Le divorce entraîne la rupture définitive du lien conjugal, en fait et en droit.


Le divorce a aussi d’autres conséquences : 
L’homme ou la femme divorcé-e qui a changé de nom lors de la conclusion du mariage conserve ce nom après le divorce. Il ou elle peut toutefois reprendre son nom de célibataire en faisant une demande en tout temps à l’office d’état civil. Les nouvelles dispositions concernant le droit du nom sont entrées en vigueur le 1er janvier 2013.

Succession
Les conjoints divorcés perdent tout droit à la succession de l’autre.

Régime matrimoniaux
Il y a liquidation du régime matrimonial (répartition des biens et dettes).

Pension alimentaire
Une pension alimentaire peut être due à l’autre conjoint-e, notamment si il ou elle ne peut pourvoir à son propre entretien de façon convenable.

Assurances sociales
En matière d’AVS , les revenus réalisés par le couple durant les années de mariage (y compris les bonifications pour tâches éducatives) sont partagés et attribués pour moitié à chaque conjoint.

Au décès de son ex-conjoint ou conjointe, l’époux ou l’épouse divorcé-e peut avoir droit à une rente AVS de veuf/ve, mais à des conditions extrêmement restrictives (Brochure : Divorce, caisse de pension, AVS/AI – Ce qu’il vous faut savoir, p. 44 et 58).

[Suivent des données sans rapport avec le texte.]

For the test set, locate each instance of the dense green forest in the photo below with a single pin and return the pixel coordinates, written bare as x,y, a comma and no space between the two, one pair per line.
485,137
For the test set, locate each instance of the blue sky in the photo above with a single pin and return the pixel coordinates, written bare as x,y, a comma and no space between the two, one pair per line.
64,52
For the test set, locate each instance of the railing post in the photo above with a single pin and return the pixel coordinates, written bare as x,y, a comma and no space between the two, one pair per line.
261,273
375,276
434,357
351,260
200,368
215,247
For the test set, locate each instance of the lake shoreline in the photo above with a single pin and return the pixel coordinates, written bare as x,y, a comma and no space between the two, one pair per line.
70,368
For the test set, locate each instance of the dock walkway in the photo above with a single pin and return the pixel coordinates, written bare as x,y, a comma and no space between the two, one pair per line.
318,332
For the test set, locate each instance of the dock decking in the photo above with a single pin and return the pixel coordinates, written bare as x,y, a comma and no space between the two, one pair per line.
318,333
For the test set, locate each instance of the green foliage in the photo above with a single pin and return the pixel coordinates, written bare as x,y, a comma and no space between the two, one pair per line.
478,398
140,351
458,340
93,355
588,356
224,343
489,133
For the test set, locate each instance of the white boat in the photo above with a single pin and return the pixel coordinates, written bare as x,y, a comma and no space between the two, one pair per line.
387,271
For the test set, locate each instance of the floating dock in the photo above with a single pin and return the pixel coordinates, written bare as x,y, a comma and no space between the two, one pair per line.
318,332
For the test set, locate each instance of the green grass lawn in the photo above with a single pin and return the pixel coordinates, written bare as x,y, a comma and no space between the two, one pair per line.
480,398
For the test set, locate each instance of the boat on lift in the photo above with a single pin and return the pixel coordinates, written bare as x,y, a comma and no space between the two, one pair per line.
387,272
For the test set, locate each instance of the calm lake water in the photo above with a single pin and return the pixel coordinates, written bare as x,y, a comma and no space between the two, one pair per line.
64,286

En matière de prévoyance professionnelle (LPP), les prestations de sortie acquises pendant le mariage sont partagées et réparties par moitié entre les conjoints. Si un cas de prévoyance est déjà survenu au moment du divorce (par exemple si l’un des conjoints a atteint l’âge de la retraite ou est au bénéfice d’une rente AI), les prestations de sorties ne sont pas partagées, mais une indemnité équitable est due à l’autre partie. Seule la femme peut prétendre à une rente de veuve LPP auprès de la caisse de pension de son ex-époux, à des conditions toutefois très restrictives.

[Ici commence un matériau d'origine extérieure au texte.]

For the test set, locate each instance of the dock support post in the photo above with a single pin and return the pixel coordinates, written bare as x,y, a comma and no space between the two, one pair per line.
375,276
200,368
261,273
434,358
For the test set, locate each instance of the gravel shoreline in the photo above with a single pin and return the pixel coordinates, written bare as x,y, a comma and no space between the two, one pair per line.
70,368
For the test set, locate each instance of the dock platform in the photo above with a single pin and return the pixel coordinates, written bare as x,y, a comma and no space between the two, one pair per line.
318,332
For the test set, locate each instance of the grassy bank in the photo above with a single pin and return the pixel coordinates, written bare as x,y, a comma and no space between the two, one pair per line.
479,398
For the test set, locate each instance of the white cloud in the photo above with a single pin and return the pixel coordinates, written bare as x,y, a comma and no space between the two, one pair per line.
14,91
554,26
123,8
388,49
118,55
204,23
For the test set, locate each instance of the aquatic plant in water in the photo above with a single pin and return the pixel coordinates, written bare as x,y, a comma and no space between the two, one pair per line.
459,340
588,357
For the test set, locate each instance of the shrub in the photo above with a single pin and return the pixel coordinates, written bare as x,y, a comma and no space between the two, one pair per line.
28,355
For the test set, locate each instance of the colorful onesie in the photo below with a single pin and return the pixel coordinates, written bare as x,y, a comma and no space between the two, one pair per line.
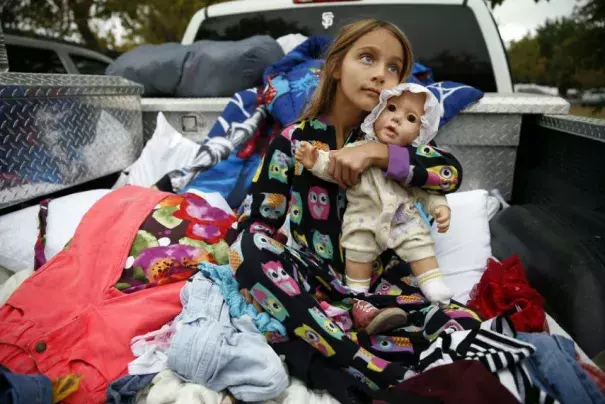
381,214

La loi sur le chômage prévoit que les personnes qui, par suite de séparation judiciaire ou de divorce, sont contraintes de prendre un emploi ou de l’étendre, ont droit à des indemnités de chômage. Cette possibilité existe aussi en cas de séparation de fait, pour autant que les conjoints aient un domicile séparé et que les questions financières soient réglées de manière crédible. Pour bénéficier de ces prestations, il faut s'inscrire à l’Office communal du travail du domicile dans l'année qui suit la séparation ou le divorce.
Les cours de perfectionnement professionnel sont ouverts au/à la conjointe divorcé-e ou séparé-e, s’il ou elle remplit les autres conditions prévues par la loi sur l’assurance chômage.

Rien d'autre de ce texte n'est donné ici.